Mangelerscheinungen treten in erster Linie nicht durch eine unzureichende Bedarfsdeckung, sondern infolge von Erkrankungen bzw. erhöhter Verluste (Stuhl, Urin und Schweiß) auf. Hierzu zählen beispielsweise nässende Hauterkrankungen, Mukoviszidose, starke Durchfallerkrankungen, anhaltendes Erbrechen, starkes Schwitzen (auch Hochleistungssport) sowie Nierenfunktionsstörungen. Starker unbehandelter Natriummangel führt bis zum Tode. Eine Überdosierung zieht Wassereinlagerungen ins Gewebe nach sich. Schlimmstenfalls kommt es infolge einer Natriumvergiftung zu Atem- und Herzfunktionsstörungen bzw. zum Tod.

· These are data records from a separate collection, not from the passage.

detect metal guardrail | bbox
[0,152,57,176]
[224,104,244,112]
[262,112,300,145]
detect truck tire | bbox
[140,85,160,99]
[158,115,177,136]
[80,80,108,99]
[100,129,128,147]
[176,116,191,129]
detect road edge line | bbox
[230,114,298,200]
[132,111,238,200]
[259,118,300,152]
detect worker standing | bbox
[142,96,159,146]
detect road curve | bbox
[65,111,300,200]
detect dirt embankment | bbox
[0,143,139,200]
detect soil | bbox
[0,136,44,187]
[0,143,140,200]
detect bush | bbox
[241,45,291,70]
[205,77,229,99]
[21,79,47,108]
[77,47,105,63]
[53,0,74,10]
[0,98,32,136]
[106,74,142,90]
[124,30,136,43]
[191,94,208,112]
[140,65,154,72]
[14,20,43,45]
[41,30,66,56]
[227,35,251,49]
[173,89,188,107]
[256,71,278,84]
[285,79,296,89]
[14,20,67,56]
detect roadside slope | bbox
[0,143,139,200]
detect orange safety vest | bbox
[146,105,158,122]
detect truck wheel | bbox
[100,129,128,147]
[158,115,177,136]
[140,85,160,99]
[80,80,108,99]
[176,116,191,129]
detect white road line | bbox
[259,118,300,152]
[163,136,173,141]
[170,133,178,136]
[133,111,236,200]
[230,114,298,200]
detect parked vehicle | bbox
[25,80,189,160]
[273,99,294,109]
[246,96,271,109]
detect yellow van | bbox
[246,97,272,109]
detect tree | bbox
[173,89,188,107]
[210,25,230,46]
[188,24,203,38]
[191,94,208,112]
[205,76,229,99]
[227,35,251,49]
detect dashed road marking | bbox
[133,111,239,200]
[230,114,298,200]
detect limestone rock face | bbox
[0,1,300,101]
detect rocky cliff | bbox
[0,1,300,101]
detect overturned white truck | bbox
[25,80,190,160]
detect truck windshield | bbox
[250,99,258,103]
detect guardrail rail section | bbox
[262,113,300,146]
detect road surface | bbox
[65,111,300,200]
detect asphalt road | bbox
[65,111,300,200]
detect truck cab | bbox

Eine Hyponatriämie entsteht aufgrund eines Mangels an Natrium oder ist bedingt durch starke Durchfälle, anhaltendes Erbrechen, starkes Schwitzen, bei Resorptionsstörungen der Niere, chronische oder akute Niereninsuffizienz, vermehrte Harnausscheidung und vermehrtes Harnvolumen. Es kann aber auch zu einer Hyponatriämie durch eine Diuretikatherapie kommen. Diuretika blockieren die Rückresorption von Natrium und Chlorid in der Niere, so kommt es zu einer vermehrten Ausscheidung von Natrium und Wasser. Durch die Hyponatriämie kommt es zu einer Hypoosmolarität im Extrazellulärraum mit einer Flüssigkeitsverlagerung in den intrazellulären Raum, was zu Wasserverschiebungen ins Gewebe, insbesondere ins Gehirn führt. Als klinische Zeichen eines Natriummangelsyndroms sind erniedrigter Blutdruck, Kopfschmerzen, Erbrechen, Bewusstseinsstörungen und Muskelkrämpfe zu beobachten. Bei Erkrankungen mit extrem starken Durchfällen, vor allem Na-Verlust oder Erbrechen sowie Chlorid-Verlust, kann die auftretende Dehydratation bis zum Tode führen.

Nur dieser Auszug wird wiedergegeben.